With an increasing global emphasis on reducing carbon emissions and enhancing energy efficiency, the rising popularity of electric vehicles (EVs) has played a pivotal role in facilitating the transition to electrification within transportation sectors. However, the variability in their charging behavior has posed challenges for grid loads. In this study, a day-ahead scheduling model is developed for an integrated energy system to assess the impact of various electric vehicle charging modes on energy economics during typical days in summer, winter, and transition seasons. Additionally, the influence of optimized charging strategies on increasing the utilization of renewable energy and enhancing the operational efficiency of the grid is explored. The findings reveal that the abandonment rates of wind and solar energy associated with the orderly charging mode are 0 during typical days in winter and summer but decrease by 64.83% during the transition seasons. Furthermore, the power purchased from the grid declines by 18.79%, 19.34%, and 53.31% across these seasonal conditions, in respective.

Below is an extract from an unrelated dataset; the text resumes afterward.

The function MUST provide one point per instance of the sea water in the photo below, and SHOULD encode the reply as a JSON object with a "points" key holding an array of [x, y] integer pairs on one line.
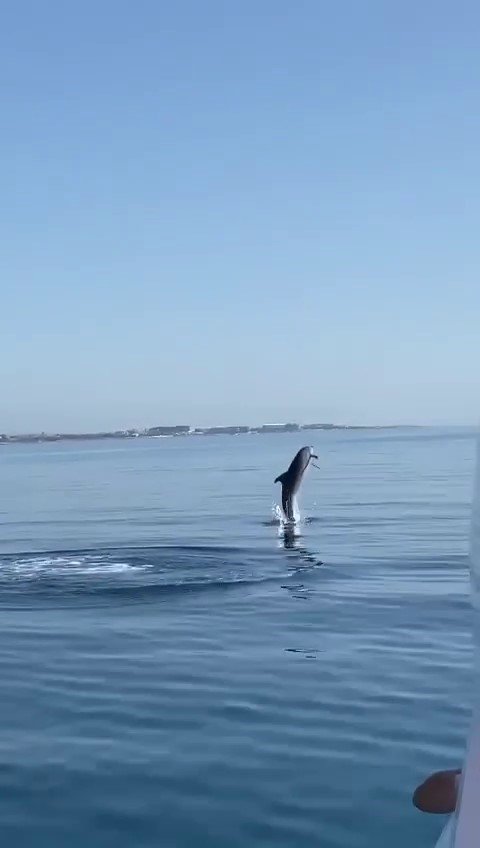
{"points": [[177, 672]]}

Consequently, the total load cost associated with the ordered charging mode decreases by 29.69%, 25.96%, and 43.71%, respectively, for summer, winter, and transition seasons.

Suggested Citation

  • Guocheng Li & Cong Wang & Jian Zheng & Zeguang Lu & Zhongmei Zhao & Jinglan Cui & Shaocong Bi & Xinyu Gao & Xiaohu Yang, 2025. "Comprehensive Analysis and Optimization of Day-Ahead Scheduling: Influence of Wind Power Generation and Electric Vehicle Flexibility," Energies, MDPI, vol. 18(7), pages 1-21, March.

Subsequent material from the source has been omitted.